Artigo compartilhado do site FAUSTO LEITE, de 27 de julho de 2026
A noite ficou mais pobre sem Joubert Moraes
Por Fausto Leite
Acordei neste fim de semana com uma tristeza que não pediu licença, não bateu à porta e muito menos esperou que eu estivesse preparada. Joubert Moraes morreu, e com ele foi embora uma parte importante das noites que ajudaram a formar quem eu sou. Não falo apenas do pintor reconhecido, do músico celebrado ou do artista que Sergipe aprendeu a admirar. Falo do homem que conheci de perto, com quem dividi mesas, conversas, risadas, silêncios, canções e aquelas discussões culturais que começavam civilizadas e terminavam, algumas horas depois, tentando resolver o destino da humanidade. Joubert tinha essa capacidade rara de fazer uma mesa de bar parecer uma universidade, um palco, um confessionário e, dependendo da hora, uma assembleia constituinte da boemia sergipana.
Convivi com Joubert em muitas noites. Noites de amigos, de saraus, de música, de poesia e de conversas que não precisavam chegar a conclusão alguma para terem valido a pena. Ele gostava da noite porque a noite não exige que ninguém seja convencional. Durante o dia, o mundo cobra documentos, horários, respostas e comportamentos adequados. À noite, Joubert podia ser exatamente aquilo que sempre foi: livre. Cantava, contava histórias, ria com o corpo inteiro, falava de arte, de amor, de política, de gente e da vida com uma intensidade que fazia qualquer assunto banal parecer urgente. Quando pegava o violão, não havia anúncio oficial nem preparação de cerimônia, mesmo quando suas articulações doíam. A música simplesmente acontecia, como se estivesse apenas esperando uma distração dele para escapar.
Joubert não frequentava a cultura sergipana. Ele era parte dela. Estava nos bares, nos encontros, nas galerias, nos palcos, nos ateliês e na memória afetiva de uma Aracaju que ainda sabia se reunir sem precisar fotografar tudo para provar que havia vivido. Sua presença tinha cor, ritmo e personalidade. Ele entendia que a arte não nasce apenas nos espaços solenes, refrigerados e patrocinados por instituições. Muitas vezes, ela nasce numa mesa cercada de copos, guardanapos rabiscados, fumaça de conversa e gente que ainda acredita que uma canção pode modificar uma noite. Joubert transformava esses ambientes porque não separava o artista do homem. Não vestia a arte para sair. A arte já saía com ele.

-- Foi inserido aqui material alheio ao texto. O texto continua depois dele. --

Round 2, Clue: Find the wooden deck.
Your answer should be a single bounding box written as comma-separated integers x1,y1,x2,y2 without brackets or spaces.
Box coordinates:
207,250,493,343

Conhecer Joubert era também compreender seus silêncios. Eu sabia quando ele estava apenas observando, quando uma ideia estava sendo construída e quando alguma lembrança havia atravessado seu rosto antes de virar palavra. Sabia do entusiasmo que aparecia quando falava de um projeto, da delicadeza escondida por trás da irreverência e daquela inquietação de quem jamais aceitou viver dentro de uma moldura, embora tenha passado a vida criando tantas. Lamento profundamente não ter podido estar em seu sepultamento. Há ausências que pesam mais justamente porque não foram escolhidas. Eu gostaria de ter me despedido perto dos amigos, da família e daqueles que também aprenderam a reconhecer o som de sua chegada. Mas algumas despedidas acontecem dentro da gente, sem flores, sem discursos e sem plateia.
Sergipe amanheceu culturalmente mais pobre. Perdeu um grande pintor, um grande músico, um compositor, um escultor, um poeta da vida e um dos mais legítimos boêmios de sua história. Os intelectuais perderam um interlocutor inquieto. Os artistas perderam uma referência de liberdade. Os amigos perderam aquela presença que fazia a noite durar um pouco mais e acabar no Pastel Sol. E a própria noite de Aracaju perdeu uma de suas luzes mais originais. Joubert seguirá vivo nas telas, nas músicas, nas histórias e nas lembranças de quem teve o privilégio de caminhar ao seu lado. Eu guardarei as nossas noites, as conversas e os afetos como se guarda uma obra rara. Porque algumas pessoas morrem, mas continuam sentadas à mesa conosco. Joubert será sempre uma delas.